Ujamma (Cooperative Economics) - To build and maintain our own shops, stores and other businesses and to profit from them together.

Nia (Purpose) - To make our collective vocation the building and development of our community in order to restore our people to their traditional greatness.

Kuumba (Creativity) - To always do as much as we can, in the way that we can, in order to leave our community more beautiful and beneficial than we inherited it.

Imani (Faith) - To believe with all of our hearts, in our people, our parents,

our teachers, our leaders, and the righteousness and victory of our struggle.[5]


Seven Principles for the Working Class

It's clear these principles are applicable to working class communities of all colors and stripes. What can we learn from them?

For the working class and progressives, Umoja (Unity) is clearly needed in the face of concerted corporate attacks on families, communities, working people of all races, and on our nation itself.

Kujichagulia (Self Determination) is vanishing in our working communities. Pundits, analysts, and corporate-backed politicians claim to speak for us, but we must define, create, name, and speak for ourselves.

Ujima (Collective Work and Responsibility) is our future. As cities and towns across America decline in the wake of disinvestment, we must take responsibility for working communities that have been left behind. The problems of our sisters and brothers, be they unemployed auto workers in Detroit or undocumented workers struggling in California's Central Valley, are our problems. Neoliberalism and corporatism know no geographic boundaries. We must fight for change collectively at the local and national level.

In a system such as ours, Ujamma (Cooperative Economics) is sorely lacking. The Walmartization of the economy keeps us from investing in and starting our own small businesses and collectively owned worker enterprises. Workers must build, run, and profit from their own businesses.

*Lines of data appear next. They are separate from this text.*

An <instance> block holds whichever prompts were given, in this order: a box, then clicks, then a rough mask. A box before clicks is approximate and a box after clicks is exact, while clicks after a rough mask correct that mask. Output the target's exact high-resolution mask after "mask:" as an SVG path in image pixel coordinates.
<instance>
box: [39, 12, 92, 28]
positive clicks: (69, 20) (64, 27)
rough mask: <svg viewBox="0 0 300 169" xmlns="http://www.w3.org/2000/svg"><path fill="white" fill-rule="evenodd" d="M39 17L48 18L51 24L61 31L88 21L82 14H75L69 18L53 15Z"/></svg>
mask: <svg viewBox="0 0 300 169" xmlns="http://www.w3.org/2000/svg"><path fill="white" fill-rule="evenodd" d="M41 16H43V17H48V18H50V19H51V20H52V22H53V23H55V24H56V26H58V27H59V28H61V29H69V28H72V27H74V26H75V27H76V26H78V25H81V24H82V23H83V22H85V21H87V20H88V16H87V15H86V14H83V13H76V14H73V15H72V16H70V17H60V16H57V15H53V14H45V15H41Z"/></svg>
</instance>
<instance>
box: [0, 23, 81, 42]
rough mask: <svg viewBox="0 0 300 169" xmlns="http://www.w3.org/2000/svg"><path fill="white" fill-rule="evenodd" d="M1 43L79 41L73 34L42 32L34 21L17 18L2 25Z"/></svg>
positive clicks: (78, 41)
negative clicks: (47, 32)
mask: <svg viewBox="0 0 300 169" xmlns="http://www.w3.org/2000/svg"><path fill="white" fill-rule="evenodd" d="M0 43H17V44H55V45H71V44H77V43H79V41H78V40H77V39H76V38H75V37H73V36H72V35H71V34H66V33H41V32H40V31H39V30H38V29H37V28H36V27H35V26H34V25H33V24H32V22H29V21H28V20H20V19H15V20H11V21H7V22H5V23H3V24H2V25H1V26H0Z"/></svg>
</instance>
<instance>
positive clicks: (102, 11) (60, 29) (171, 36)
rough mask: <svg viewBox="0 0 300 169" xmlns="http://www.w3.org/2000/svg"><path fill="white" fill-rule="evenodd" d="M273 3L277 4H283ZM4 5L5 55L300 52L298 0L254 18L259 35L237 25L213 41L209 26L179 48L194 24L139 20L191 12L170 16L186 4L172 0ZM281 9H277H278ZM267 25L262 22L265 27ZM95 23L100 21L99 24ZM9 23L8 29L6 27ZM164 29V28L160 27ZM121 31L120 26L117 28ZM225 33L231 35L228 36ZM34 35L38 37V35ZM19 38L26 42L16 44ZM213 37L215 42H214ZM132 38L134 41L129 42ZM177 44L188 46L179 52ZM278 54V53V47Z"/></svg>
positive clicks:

What is our Nia (Purpose)? Is it to work long hours for declining wages? Is it to serve corporate interests? Do we dare to find a purpose for ourselves outside of the narrow meanings afforded to us by the market economy?

Kuumba (Creativity) is difficult in a society where often alienating wage labor takes up so much of our lives, while technology distracts us from beautifying our neglected communities-be it through art, service, or communal infrastructure improvements.

In a season where Imani (Faith) supposedly plays such a central role, we are surprisingly bereft of any real faith in our teachers or leaders. Our teachers are under attack at all levels, and our supposed leaders enjoy alarmingly low approval ratings. Where will we place our faith going forward? Will it be in the stewards of our own communities, or in the corporate ruling class with its cabal of bought-off politicians and "intellectuals"?

Unlike "multicultural" efforts to co-opt Kwanzaa for profit, a working-class effort to embrace the central tenets of Kwanzaa would move all of us forward. A set of seven principles for the working class could be an example of actual multiculturalism at work and not simply window dressing. So as you watch another corporatist Christmas go by, think about the seven principles and the lessons that could be imparted from one oppressed people to another.


Notes



[1] Richard M. Salsman, "A Well-Earned Capitalist Christmas" Forbes, December 23, 2010.

[2] Ed West, "In Praise of Consumerism at Christmas" Spectator, December 17, 2013.

[3] Ernest H. Johnson, The Secrets for Motivating, Educating, and Lifting the Spirit of African American Males (Bloomington: iUniverse, 2011), 287.

[4] Keith A. Mayes, Kwaanza: Black Power and the Making of the African American Black Holiday (New York: Routledge, 2009), xx.